The town of Freedom was something of a guinea pig when three industrial wind turbines were proposed to be built on Beaver Ridge in 2006. Conversations about setbacks from neighboring residences, noise levels, pressure waves, bird and bat surveys, blade flicker, constancy of power supply and potential health effects were brand new and the tax relief offered by the company was attractive to the rural town of just over 900 residents.

By 2008, when the Beaver Ridge wind turbines spun into action, the state had passed a law governing wind development, but Beaver Ridge was exempt because the local planning board had approved the project before the state law went into effect and local residents had rejected a proposed local wind ordinance.

Fast forward four years. Freedom has not seen the promised 27-percent reduction in property taxes. Instead, property taxes went up 9 percent this year. In the intervening years, all the surrounding Waldo County towns have passed local ordinances restricting where and how wind turbines can be constructed and under which conditions they can operate.

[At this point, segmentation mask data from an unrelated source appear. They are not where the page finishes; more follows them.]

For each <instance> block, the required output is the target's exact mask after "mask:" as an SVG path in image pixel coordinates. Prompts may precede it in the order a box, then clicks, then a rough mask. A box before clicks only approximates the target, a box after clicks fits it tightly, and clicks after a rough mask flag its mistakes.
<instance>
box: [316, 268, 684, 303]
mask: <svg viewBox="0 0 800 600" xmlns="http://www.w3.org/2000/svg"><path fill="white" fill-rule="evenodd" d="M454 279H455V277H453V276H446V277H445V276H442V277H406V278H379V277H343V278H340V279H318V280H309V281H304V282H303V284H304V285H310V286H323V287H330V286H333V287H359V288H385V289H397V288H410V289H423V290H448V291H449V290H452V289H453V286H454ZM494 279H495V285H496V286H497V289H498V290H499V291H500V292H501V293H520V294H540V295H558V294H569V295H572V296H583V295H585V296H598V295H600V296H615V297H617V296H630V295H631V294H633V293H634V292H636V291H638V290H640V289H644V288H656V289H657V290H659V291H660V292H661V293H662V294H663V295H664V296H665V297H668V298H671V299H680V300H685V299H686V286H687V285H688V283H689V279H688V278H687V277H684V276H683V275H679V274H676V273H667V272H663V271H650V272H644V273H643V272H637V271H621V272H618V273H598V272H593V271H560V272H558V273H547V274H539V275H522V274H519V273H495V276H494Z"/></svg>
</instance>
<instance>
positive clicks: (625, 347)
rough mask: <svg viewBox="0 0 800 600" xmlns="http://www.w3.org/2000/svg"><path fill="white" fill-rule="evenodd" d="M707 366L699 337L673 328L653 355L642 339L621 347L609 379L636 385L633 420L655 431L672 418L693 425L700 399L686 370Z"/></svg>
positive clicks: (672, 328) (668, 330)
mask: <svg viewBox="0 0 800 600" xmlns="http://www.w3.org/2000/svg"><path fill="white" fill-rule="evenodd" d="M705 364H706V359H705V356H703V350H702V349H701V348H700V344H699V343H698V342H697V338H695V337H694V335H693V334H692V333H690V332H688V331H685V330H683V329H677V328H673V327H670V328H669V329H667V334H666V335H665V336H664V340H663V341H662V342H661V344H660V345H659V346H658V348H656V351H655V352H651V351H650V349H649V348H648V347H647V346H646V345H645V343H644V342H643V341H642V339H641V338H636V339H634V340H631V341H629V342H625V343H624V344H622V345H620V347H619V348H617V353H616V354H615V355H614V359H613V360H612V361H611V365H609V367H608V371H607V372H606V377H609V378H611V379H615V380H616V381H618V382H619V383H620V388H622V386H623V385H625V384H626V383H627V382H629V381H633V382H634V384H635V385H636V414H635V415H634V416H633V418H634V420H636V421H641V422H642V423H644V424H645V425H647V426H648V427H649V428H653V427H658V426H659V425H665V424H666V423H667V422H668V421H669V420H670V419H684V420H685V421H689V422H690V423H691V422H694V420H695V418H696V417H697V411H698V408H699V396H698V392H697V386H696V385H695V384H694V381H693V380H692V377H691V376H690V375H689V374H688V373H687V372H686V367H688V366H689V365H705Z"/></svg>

Now, the town of Freedom is in the process of doing the same so that any future wind-power development will be subject to local guidelines, including any changes or additions to the Beaver Ridge site.

The Freedom Planning Board will complete their review of the ordinance at their regular monthly meeting scheduled for 7 p.m. Tuesday, October 9, at the Freedom Town Office.

According to Planning Board Chairman Bill Pickford, the planning board expects to send the ordinance on to the Freedom Select Board when they complete their work. Pickford said the select board is likely to see the ordinance on their desks by mid-October.

Ron Price, chairman of the select board, is the owner of Beaver Ridge and his land is leased to Patriot Renewables of Quincy, Massachusetts, which owns and operates the wind turbines.

Price said the next step for the select board would be to hold a public meeting on the ordinance, followed by putting the ordinance up for a public vote, either by referendum, at a special town meeting, or at the annual town meeting.

Price said he would recuse himself from any select board votes or decisions related to the wind ordinance.

Patriot Renewables also operates Spruce Mountain Wind, a 10-turbine wind farm in Woodstock, Maine, and is developing Saddleback Ridge Wind farm with 12 turbines in Carthage, Canton Mountain Wind farm with eight turbines in Canton, and TimberWinds farm, which will have up to 13 turbines in Dixfield.